Ama Atatürk İlke ve İnkilaplarını yaşam tarzı edinmiş bir kesimi, iktidar hırsi ile yanıp tutuşan kesim olarak ifade edip "Kendilerini hararetli yaşam tarzı tartışmalarına kaptıranlar bu ülkede iktidarı, parayı, şöhreti, keyif almayı ve irili ufaklı her şeyin tayin edicisi olmayı kendilerine ait paylaşılmaz bir imtiyaz olarak görenlerin varlığını unutmasınlar." diyerek itham ettiğiniz anda size çıkar, "hoop arkadaş orada dur" der bu milletin kurucusunun izinde yürüyenler.
Ve günümüzde AKP kadrolarının, bitmez tükenmez koltuk sevdalarının, ülkenin kaynaklarını yalnızca ekonomik bir eleman olarak gördüğü, bu kaynakları yalnızca kendilerinin haklı ve doğru olduğunu idda ederek hoyratça sömürdüğü, tüm uyarı ve ikazlara rağmen canının istediği gibi sömürmeye devam ettiği, bu sömürününde yalnızca toplumun bir kesimine iktidar, para, şöhret, keyif alma ve irili ufaklı her şeyin tayin edicisi olma fırsatını tanıdığı gerçeğini sayın Karaalioğlu görmezden gelmektedir.

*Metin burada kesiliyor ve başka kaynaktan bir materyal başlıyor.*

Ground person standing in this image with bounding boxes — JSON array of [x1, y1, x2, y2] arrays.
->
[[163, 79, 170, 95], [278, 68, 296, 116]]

Bugün her önüne gelen akarsuyun önüne inşa edilen hes'ler, neredeyse tüm kamu kuruluşlarında AKP ye yakın olduğu bilinen iş adamlarının aldığı ihaleler, yabancı yerli ayrımı yapılmaksızın özelleştirme adı altında, neye hizmet ettiği bile bilinmeyen konsorsiyumlara satılan kurumlar, her geçen gün bilinçli bir şekilde açlığa mahkum edilen halk, bir de üstüne bu durumu biraz yüksek sesle dile getiren herkese vurulan yafta ve maruz kalınan pervasız azarlar, nedense bir türlü görülmek istenmemektedir.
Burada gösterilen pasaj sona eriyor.